We believe that the increase in SatIII (1) content in some cells of the pool is a manifestation of a general mechanism that is aimed at division arrest in cells with damaged chromatin. A high content of SatIII (1) in the cell is associated with blocking changes in the chromatin structure in response to proliferative and other stimuli. Such cells are subject to being eliminated from the pool; the more actively, the higher the stress in the body. At a relatively low level of stress, these cells accumulate in the pool during senescence. These cells are harmful ballast, as they can disrupt the functional activity of the entire cell population. This is especially true for cells of the nervous tissue that are involved in signal transmission along the cell chain.

It remains unknown what causes the arrest of chromatin mobility under stress conditions, and we do not consider the large size of SatIII (1) as the major cause of arrest. Other satellite chromatin fragments seem to be also involved in a similar scheme of CNVs. This mechanism warrants further research. First, answers to the following questions should be obtained.

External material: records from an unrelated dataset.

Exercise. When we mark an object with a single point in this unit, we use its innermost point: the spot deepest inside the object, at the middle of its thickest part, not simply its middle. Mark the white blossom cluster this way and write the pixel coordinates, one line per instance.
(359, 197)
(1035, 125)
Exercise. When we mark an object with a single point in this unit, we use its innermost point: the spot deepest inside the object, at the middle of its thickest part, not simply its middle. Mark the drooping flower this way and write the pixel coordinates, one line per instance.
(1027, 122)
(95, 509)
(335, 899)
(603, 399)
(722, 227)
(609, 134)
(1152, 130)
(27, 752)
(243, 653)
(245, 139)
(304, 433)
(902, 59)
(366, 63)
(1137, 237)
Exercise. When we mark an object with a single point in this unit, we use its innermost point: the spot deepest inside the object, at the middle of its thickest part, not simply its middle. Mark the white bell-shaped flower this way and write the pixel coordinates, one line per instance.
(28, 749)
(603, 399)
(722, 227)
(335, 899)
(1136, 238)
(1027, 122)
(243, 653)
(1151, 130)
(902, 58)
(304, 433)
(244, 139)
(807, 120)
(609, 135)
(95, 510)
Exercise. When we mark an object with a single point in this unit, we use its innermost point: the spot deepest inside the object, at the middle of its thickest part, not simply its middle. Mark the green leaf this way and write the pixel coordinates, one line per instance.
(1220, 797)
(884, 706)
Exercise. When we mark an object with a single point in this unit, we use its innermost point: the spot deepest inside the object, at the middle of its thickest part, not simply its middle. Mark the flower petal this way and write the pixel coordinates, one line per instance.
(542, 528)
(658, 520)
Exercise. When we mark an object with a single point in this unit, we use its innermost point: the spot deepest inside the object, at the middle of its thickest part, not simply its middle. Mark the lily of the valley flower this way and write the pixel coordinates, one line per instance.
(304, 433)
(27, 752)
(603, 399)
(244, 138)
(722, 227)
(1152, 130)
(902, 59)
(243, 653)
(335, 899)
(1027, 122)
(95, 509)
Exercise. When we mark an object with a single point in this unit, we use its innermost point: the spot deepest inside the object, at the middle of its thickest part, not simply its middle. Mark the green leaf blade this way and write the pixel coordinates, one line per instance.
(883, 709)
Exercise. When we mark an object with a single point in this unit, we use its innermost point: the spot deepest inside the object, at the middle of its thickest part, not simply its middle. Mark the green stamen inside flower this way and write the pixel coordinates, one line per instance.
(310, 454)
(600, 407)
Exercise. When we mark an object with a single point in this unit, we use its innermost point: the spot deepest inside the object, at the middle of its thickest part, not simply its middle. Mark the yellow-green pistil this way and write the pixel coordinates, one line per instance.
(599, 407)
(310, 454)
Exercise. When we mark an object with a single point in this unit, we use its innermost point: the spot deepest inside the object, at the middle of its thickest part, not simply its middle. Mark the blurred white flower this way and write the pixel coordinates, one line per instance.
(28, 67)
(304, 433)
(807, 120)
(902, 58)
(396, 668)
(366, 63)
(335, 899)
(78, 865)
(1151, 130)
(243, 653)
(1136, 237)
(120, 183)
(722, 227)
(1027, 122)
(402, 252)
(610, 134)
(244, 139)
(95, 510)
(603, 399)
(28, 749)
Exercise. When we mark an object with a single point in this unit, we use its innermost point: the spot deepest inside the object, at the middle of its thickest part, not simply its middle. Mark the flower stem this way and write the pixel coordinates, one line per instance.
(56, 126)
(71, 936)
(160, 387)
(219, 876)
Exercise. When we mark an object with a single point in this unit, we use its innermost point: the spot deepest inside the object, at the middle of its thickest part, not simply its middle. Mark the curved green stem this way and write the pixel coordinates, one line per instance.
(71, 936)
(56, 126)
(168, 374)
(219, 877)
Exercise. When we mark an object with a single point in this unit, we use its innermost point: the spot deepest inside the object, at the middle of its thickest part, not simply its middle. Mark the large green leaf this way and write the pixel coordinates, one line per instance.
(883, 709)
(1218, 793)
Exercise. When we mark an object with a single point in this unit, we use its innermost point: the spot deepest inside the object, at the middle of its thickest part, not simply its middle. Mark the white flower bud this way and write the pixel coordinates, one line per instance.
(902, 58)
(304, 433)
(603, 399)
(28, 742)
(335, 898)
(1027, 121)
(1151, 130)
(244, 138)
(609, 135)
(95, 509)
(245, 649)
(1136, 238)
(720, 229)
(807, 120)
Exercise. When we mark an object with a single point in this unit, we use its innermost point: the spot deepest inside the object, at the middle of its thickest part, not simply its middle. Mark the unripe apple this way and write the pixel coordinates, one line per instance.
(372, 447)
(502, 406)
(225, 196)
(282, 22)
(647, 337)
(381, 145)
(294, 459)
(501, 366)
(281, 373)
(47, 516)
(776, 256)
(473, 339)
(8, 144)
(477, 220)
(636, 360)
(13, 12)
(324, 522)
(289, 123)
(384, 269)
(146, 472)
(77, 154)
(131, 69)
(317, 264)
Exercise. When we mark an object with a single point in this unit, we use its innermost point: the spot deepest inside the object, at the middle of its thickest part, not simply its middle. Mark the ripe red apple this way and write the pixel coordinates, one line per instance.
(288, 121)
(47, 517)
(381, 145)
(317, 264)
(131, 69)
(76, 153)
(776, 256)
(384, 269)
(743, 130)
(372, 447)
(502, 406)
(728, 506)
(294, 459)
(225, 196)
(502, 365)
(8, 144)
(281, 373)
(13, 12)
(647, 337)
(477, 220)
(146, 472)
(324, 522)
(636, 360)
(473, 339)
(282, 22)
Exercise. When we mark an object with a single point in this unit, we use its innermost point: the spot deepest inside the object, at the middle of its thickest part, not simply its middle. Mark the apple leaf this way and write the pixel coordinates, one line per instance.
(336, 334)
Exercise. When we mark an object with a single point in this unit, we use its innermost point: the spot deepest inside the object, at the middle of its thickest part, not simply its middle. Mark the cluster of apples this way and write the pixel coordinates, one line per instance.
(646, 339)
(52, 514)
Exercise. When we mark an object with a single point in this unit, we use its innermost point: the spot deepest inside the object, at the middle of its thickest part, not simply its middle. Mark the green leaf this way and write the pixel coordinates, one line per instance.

(1) How does stress increase the size of the SatIII (1) repeat block in some cells of a normal (non-cancer) cell pool? The transcription from the satellite repeats is launched in most cells of the pool, but just a small fraction of the cells demonstrates an increased abundance of the repeat. One can assume that these cells may have an elevated level of reverse transcriptase, or their 1q12 region contains an increased number of chromatin break sites, where the hybrid molecules can be inserted.

(2) Are there any CNVs of other repeats, such as SatIII (9), during senescence and stress?

(3) What is the difference between the transcription activation mechanisms of the two fragments of satellite III, which are localized on chromosomes 1 and 9? Why is SatIII (1) transcription activation linked to SatIII (9) transcription suppression?